There is likely far more to Jackson’s troubling record. But Senate Judiciary Committee Chairman Dick Durbin (D-Ill.) has refused to release Jackson’s complete records, in particular, records from her tenure on the U.S. Sentencing Commission. Jackson’s nomination is being hurried to a committee vote Monday, ahead of the Easter recess. What could possibly be the rush? As if it were not disgusting enough that a judge like Jackson sits on the federal bench, Americans are getting a Resurrection Sunday present of this judge being ushered into a lifetime Supreme Court appointment with bipartisan support.
Even though Republicans do not control the Senate majority, they have the means of slowing the process to insert some much-needed deliberation to this hasty process.
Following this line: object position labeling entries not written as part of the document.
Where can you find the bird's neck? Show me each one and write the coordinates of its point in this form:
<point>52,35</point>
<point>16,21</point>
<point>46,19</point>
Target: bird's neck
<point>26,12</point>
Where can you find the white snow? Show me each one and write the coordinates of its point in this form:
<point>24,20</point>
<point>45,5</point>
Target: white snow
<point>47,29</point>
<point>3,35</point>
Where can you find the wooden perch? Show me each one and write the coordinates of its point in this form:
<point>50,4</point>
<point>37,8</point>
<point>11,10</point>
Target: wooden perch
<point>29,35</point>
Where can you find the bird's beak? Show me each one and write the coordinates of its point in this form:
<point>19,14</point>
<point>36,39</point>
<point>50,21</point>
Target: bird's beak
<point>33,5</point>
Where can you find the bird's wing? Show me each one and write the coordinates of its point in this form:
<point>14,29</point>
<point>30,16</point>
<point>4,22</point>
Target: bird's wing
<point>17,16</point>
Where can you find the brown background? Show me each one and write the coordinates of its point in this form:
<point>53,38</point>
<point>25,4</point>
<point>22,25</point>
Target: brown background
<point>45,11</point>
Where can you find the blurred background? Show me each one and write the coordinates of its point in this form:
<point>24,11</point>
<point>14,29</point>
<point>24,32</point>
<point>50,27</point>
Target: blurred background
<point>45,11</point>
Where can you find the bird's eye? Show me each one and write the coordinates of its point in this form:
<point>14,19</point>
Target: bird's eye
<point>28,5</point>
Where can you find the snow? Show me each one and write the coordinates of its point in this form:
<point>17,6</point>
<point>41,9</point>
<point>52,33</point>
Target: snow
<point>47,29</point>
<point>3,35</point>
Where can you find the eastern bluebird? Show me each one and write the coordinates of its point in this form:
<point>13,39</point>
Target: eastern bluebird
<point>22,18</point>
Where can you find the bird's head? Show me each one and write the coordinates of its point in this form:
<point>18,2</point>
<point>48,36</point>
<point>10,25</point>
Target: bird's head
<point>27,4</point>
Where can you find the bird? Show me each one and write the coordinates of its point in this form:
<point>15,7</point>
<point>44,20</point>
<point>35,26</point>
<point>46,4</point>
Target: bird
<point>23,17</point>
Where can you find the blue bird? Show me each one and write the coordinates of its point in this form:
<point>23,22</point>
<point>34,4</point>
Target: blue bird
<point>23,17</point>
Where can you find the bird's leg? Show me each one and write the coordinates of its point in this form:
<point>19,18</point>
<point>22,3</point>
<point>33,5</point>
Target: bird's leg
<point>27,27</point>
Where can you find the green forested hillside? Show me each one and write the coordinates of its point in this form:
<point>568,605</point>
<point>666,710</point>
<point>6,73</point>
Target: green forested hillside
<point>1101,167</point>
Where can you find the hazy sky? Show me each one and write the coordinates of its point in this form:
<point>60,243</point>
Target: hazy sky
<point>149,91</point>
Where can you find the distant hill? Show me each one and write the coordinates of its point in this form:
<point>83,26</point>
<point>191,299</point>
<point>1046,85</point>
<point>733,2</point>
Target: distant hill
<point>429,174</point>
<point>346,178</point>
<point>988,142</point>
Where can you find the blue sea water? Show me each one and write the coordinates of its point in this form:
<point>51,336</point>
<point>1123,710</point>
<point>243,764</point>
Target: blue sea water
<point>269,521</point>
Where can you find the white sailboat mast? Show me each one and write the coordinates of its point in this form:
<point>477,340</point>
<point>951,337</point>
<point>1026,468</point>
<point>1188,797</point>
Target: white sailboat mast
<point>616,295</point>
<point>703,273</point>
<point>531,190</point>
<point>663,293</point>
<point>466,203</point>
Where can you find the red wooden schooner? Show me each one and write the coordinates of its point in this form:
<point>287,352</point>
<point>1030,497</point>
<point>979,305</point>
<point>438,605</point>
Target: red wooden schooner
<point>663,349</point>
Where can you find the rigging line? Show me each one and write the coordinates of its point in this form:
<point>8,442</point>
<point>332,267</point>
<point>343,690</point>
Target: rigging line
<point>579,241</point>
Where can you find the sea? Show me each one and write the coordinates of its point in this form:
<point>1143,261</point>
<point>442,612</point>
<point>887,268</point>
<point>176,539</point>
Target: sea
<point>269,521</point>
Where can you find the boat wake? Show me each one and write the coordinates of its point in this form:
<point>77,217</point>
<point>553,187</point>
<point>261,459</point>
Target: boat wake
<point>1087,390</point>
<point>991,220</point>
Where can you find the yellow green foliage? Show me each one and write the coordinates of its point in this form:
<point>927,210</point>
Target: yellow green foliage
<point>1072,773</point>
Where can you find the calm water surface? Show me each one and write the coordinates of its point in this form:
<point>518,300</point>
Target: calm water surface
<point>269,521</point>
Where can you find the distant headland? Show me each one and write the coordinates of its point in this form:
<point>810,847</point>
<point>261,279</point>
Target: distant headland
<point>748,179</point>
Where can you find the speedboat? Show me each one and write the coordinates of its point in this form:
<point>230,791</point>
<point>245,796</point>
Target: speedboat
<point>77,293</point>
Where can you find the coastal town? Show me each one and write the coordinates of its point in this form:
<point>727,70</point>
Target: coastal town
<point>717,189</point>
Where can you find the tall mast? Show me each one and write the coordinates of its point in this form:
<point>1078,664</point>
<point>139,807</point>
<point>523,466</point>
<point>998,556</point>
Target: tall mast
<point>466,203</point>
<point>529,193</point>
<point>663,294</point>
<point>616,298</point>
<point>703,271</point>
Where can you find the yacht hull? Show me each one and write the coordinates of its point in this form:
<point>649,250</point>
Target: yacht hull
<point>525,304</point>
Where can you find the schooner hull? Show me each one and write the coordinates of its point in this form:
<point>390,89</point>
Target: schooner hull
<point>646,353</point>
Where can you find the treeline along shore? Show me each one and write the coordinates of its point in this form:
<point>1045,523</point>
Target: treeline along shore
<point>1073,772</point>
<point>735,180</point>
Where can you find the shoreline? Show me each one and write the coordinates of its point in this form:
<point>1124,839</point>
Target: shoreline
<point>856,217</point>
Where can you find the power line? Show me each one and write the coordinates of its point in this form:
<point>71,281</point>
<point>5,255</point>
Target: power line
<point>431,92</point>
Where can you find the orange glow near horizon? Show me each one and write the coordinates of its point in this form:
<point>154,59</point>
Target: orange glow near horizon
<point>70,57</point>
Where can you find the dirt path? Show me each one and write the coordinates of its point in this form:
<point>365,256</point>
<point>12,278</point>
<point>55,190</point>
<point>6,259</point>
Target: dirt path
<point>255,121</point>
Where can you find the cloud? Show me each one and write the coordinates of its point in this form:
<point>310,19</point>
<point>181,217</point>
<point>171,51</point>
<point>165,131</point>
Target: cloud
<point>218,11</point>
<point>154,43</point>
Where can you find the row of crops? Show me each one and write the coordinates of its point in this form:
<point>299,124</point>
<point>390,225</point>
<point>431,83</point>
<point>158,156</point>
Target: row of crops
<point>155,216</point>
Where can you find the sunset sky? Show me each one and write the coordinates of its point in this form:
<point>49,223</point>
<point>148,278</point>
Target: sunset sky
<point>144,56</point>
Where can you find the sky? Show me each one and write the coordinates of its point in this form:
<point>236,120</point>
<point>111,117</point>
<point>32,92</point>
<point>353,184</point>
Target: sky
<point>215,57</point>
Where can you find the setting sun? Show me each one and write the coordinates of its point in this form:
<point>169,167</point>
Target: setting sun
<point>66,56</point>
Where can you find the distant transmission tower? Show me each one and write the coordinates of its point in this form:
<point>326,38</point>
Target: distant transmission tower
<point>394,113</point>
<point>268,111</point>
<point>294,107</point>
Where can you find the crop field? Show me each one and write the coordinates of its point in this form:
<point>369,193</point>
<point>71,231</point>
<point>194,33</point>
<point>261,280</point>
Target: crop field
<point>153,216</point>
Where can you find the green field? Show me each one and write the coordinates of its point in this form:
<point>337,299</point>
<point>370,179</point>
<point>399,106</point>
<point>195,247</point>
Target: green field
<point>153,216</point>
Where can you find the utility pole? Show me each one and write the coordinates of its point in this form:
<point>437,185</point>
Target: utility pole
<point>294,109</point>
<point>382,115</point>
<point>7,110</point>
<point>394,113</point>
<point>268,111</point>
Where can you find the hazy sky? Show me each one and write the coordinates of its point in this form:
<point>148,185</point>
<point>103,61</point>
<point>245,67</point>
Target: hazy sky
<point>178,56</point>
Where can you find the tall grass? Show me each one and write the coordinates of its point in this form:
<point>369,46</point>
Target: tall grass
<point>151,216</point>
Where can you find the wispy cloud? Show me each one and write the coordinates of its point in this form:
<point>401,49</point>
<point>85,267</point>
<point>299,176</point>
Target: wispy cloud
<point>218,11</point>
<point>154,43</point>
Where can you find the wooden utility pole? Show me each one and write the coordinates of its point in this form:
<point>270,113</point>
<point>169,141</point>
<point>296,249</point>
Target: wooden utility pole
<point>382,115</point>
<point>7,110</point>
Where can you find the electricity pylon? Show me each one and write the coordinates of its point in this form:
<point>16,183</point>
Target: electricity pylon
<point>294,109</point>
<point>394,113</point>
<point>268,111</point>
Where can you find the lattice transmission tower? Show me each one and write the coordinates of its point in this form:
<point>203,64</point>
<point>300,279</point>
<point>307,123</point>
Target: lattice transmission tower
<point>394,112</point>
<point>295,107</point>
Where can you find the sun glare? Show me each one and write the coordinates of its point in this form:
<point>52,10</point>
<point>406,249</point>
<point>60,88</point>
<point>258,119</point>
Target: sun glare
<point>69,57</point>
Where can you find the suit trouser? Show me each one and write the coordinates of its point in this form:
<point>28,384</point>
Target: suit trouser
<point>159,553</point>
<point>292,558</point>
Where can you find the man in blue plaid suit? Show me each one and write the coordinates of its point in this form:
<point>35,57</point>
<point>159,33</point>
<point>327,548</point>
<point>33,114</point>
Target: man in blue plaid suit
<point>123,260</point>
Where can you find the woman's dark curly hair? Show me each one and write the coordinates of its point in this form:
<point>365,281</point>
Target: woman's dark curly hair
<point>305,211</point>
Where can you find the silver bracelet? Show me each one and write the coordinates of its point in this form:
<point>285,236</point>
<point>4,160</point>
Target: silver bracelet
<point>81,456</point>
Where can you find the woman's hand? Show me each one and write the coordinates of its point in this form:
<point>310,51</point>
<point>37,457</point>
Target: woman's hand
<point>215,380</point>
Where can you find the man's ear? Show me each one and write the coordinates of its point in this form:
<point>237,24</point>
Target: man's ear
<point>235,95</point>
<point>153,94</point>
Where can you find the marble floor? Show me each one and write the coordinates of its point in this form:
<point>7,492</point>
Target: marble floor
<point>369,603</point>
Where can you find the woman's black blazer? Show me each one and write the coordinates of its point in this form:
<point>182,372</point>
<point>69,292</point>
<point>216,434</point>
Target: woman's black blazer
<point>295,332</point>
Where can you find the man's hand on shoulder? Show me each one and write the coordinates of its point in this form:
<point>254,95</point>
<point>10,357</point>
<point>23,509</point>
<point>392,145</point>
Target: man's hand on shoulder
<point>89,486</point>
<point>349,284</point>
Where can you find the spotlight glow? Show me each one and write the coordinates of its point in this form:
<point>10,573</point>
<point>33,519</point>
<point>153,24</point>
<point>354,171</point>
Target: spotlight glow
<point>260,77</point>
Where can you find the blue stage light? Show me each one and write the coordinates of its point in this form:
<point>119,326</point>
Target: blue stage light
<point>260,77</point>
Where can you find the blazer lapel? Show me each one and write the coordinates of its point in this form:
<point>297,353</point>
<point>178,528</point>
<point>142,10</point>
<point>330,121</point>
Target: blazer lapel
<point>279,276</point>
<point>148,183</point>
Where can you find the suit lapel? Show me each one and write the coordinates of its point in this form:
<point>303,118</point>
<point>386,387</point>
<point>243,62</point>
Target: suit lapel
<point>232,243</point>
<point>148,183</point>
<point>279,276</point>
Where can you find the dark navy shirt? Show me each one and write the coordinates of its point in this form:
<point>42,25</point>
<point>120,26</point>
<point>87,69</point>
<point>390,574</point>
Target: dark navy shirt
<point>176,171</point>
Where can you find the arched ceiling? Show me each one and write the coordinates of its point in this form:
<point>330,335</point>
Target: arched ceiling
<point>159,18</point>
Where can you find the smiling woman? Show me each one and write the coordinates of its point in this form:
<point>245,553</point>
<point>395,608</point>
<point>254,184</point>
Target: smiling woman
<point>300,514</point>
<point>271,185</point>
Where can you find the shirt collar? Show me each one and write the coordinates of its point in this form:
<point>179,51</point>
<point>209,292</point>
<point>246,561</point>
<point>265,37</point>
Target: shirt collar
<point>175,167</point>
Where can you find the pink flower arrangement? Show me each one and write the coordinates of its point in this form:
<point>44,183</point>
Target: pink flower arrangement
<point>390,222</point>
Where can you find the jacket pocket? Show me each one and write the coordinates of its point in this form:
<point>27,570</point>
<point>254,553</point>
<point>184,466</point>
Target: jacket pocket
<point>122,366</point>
The Federalist’s Rachel Bovard cites a technique that has been used effectively by such legislative impresarios as Senators Rand Paul (R-Ky.) and Pat Toomey (R-Penn.) to block legislation and nominations at the committee level. Senate Rule 26 gives veto power to the minority over practically anything. The catch? It only works when the Senate is in a 50-50 tie, as it is right now. The Republicans could simply refuse to provide a quorum in the committee for the Jackson vote, permanently stalling the vote and all but ending her nomination. Using Senate Rule 26, Republicans could avert a terrible catastrophe for the Court.
But the problem is not just that Jackson has no business being a Supreme Court justice. She has no business on the federal bench at all. The power of impeachment is not limited to just presidents. The House of Representatives has impeached and the Senate has removed federal judges in the past. Jackson, with her bizarre leniency toward pedophiles, would make an excellent candidate.
Bottom line: Someone who covers for sex crimes against minors has no place in the federal judiciary. The Democrats need to know that they will not be allowed to squeeze through a nominee like this again, and if they do, then that person’s position as a judge should be considered at stake.
Judges who make themselves advocates of reprobate and harmful behavior need be investigated and, if appropriate, removed from the job as trusted public servants. Senators have an important constitutional obligation of oversight over the judiciary.
Our children do not need lip service. They need action.